Machine learning predictions at seasonal timescales (1–3 month lead times) often utilise more direct approaches in learning relationships between predictors and specific predictands, or resort to using model data for training. For example, skilful predictions have been demonstrated for the El Niño-Southern Oscillation (ENSO) as well as some regional scale climate variability16,17,18,19,20,21,22. Understanding the mechanisms underpinning such predictions can be difficult and developing methods to provide explainability is a key topic of research23,24. With only one event per season, a key limitation at longer forecast periods is the relatively small sample size available for training. This restricts the ability to learn complex relationships while at the same time keeping a suitable number of years separate for testing, as needed for dynamical models25. One approach to overcome this is to utilise model data for training19,26,27, but the errors and biases found in physics-based models are inevitably inherited.
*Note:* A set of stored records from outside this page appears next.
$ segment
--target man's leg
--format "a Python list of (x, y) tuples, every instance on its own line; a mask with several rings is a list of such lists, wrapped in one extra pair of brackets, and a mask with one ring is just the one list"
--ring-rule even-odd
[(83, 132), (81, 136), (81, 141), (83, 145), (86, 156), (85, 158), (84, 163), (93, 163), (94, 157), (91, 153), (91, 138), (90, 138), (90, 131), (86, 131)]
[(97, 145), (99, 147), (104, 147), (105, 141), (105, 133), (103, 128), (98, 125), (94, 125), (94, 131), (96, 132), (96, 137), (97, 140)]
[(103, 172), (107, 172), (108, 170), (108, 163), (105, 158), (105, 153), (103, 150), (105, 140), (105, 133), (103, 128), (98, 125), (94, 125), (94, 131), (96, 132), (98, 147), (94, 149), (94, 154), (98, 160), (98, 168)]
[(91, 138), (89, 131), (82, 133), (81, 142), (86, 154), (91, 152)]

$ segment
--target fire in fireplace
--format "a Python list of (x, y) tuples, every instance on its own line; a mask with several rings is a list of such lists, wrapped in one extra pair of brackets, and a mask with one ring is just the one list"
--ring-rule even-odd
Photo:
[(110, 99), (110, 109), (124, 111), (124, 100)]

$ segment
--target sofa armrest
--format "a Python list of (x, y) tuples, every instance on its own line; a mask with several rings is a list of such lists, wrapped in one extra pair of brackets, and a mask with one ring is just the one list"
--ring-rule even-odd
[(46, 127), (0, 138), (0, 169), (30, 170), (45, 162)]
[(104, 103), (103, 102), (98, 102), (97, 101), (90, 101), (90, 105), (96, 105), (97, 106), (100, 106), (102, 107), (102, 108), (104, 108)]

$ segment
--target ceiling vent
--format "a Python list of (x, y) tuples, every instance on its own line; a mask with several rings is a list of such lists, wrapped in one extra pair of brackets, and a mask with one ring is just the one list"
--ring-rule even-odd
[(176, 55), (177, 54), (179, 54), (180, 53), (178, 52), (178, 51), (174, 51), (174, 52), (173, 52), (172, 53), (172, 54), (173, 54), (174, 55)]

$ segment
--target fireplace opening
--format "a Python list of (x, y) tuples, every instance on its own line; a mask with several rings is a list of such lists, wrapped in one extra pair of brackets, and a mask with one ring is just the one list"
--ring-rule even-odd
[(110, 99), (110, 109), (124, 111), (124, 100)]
In this study we assess the newly developed machine learning weather model ACE213 from a seasonal forecasting perspective. This model predicts the atmospheric evolution at 6-hourly time steps and can remain stable for long autoregressive forecast periods, enabling it to provide seasonal simulations even though it was not explicitly trained to provide such predictions. It is trained only on historical conditions from the ERA5 dataset28. We initialise ACE2 during autumn each year from 1993 to 2015 and assess the seasonal skill of December-January-February (DJF) conditions, a lead time of 1–3 months. To provide boundary conditions, the SST and sea-ice anomalies at the time of initialisation are persisted throughout the forecast period each year. The influence from large-scale drivers such as ENSO are therefore preserved, but any coupled ocean-atmosphere processes are missing. We compare the ACE2 seasonal forecasts to those from GloSea, a leading physics-based coupled ocean-atmosphere ensemble prediction system29,30.

Results

Skilful data-driven seasonal forecasts

Over the 23-year assessment period the pattern of seasonal skill (1-3 month lead) demonstrated by ACE2 closely resembles that of the dynamical model for mean sea level pressure (MSLP, Fig. 1a, b). This is remarkable considering ACE2 was designed for stable climate simulations, with no deliberate attempt to capture seasonal predictability. While much of the tropical skill is due to the persistence of slowly evolving processes such as ENSO from the initialisation of the tropical oceans31,32, ACE2 also exhibits skill across the tropical land and the extratropics, including the North Atlantic and North Pacific. Interestingly, ACE2 also exhibits reduced skill over Eurasia, as seen in the physics-based model GloSea. In most regions the ACE2 correlation is weaker than that for GloSea. For example, the area-average correlation across the northern hemisphere extratropics (20°N to 90°N) is 0.39 in ACE2 and 0.44 in GloSea, while over the tropics (20°S to 20°N) the scores are 0.79 and 0.82, respectively. In comparison, a persistence forecast using October monthly mean conditions scores 0.17 across the northern hemisphere and 0.52 across the tropics. Subsampling predictions across years indicates no evidence that these results are biased by predictions based on initial conditions seen during the training of ACE2 (Supplementary Figs. 2 and 3).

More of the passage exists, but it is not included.